Reconciliation savings. The Ministry of Economy and Finance has staked the pilot on tighter audit trails. If internal audit teams report materially reduced reconciliation hours, the case for expansion strengthens.

Bank participation breadth. Phase 2 of Project Han River involved multiple banks but specific names were not released publicly. A broader public list of participating commercial banks would signal confidence that this is a policy decision rather than a favor to a single institution.

Overview

Korea's April 16 announcement is a narrow, specific move with a wide implication. A 30 billion won EV charging subsidy will be paid in bank-issued deposit tokens under a regulatory sandbox, replacing the government purchasing cards normally used for operating expenses. The 2030 target of 25% of treasury payments moving to digital currency is the real prize. Between the Han River stack, the Ripple-Kyobo bond pilot, and a stablecoin framework targeted for later this year, Seoul is running more tokenization infrastructure live than any other G20 economy right now.

Frequently Asked Questions

Is a deposit token the same as a central bank digital currency (CBDC)?

No. A CBDC is a liability of the central bank. A deposit token is a liability of a commercial bank. Both can run on the same rails, but legally they are different instruments. Korea is testing deposit tokens first, with the Bank of Korea supervising rather than issuing.

Will this affect the won's status or exchange rate?

Not directly.
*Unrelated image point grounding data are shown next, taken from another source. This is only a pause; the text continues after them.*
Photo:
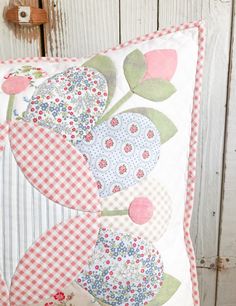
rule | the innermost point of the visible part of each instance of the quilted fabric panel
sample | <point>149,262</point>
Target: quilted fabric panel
<point>97,174</point>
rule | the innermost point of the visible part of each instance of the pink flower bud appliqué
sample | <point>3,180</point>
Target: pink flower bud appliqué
<point>141,210</point>
<point>15,85</point>
<point>160,64</point>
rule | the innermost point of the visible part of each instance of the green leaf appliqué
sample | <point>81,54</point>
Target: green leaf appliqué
<point>104,65</point>
<point>165,126</point>
<point>134,68</point>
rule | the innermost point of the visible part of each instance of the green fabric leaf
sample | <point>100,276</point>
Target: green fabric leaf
<point>134,67</point>
<point>165,126</point>
<point>168,289</point>
<point>155,89</point>
<point>104,65</point>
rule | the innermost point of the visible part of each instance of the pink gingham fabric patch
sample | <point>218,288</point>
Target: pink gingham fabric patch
<point>54,261</point>
<point>53,166</point>
<point>3,135</point>
<point>3,293</point>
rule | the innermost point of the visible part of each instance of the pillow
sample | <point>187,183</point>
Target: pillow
<point>97,175</point>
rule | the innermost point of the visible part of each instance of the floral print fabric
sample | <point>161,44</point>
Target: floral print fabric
<point>69,102</point>
<point>124,270</point>
<point>121,151</point>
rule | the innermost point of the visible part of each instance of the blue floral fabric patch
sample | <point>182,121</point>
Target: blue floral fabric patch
<point>121,151</point>
<point>123,269</point>
<point>70,102</point>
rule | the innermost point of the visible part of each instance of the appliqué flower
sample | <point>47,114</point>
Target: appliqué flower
<point>69,102</point>
<point>124,270</point>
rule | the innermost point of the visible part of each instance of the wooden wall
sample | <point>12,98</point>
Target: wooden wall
<point>83,27</point>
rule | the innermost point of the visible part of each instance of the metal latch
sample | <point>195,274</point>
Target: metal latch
<point>26,15</point>
<point>219,263</point>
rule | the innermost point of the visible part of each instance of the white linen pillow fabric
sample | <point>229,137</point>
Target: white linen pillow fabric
<point>98,160</point>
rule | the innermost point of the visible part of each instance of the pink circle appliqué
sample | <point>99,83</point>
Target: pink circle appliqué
<point>141,210</point>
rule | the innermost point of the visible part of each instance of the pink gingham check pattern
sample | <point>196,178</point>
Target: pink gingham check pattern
<point>3,135</point>
<point>3,293</point>
<point>54,166</point>
<point>54,260</point>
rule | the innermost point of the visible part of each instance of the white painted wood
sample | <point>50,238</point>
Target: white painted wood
<point>226,293</point>
<point>18,41</point>
<point>81,28</point>
<point>137,17</point>
<point>205,219</point>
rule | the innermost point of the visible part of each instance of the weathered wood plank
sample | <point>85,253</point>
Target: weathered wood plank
<point>226,294</point>
<point>81,28</point>
<point>205,220</point>
<point>137,17</point>
<point>18,41</point>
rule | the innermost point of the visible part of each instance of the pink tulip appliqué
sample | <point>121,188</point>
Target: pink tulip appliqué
<point>160,64</point>
<point>148,76</point>
<point>17,82</point>
<point>13,86</point>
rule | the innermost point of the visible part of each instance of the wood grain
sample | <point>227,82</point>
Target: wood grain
<point>226,293</point>
<point>205,221</point>
<point>82,28</point>
<point>142,20</point>
<point>18,41</point>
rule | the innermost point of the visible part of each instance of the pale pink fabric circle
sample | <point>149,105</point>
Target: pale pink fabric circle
<point>141,210</point>
<point>15,84</point>
<point>160,64</point>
The tokens are pegged 1:1 to the won and represent existing deposits. The total money supply does not change; the form it takes for a specific class of government payments does.

Do citizens or consumers use these tokens?

Not in this pilot. The sandbox covers government operating expenses and vendor payments. A retail layer would require a separate framework.

DisclaimerThis article is provided for informational purposes only and does not constitute financial advice. All fee, limit, and reward data is based on issuer-published documentation as of the date of verification.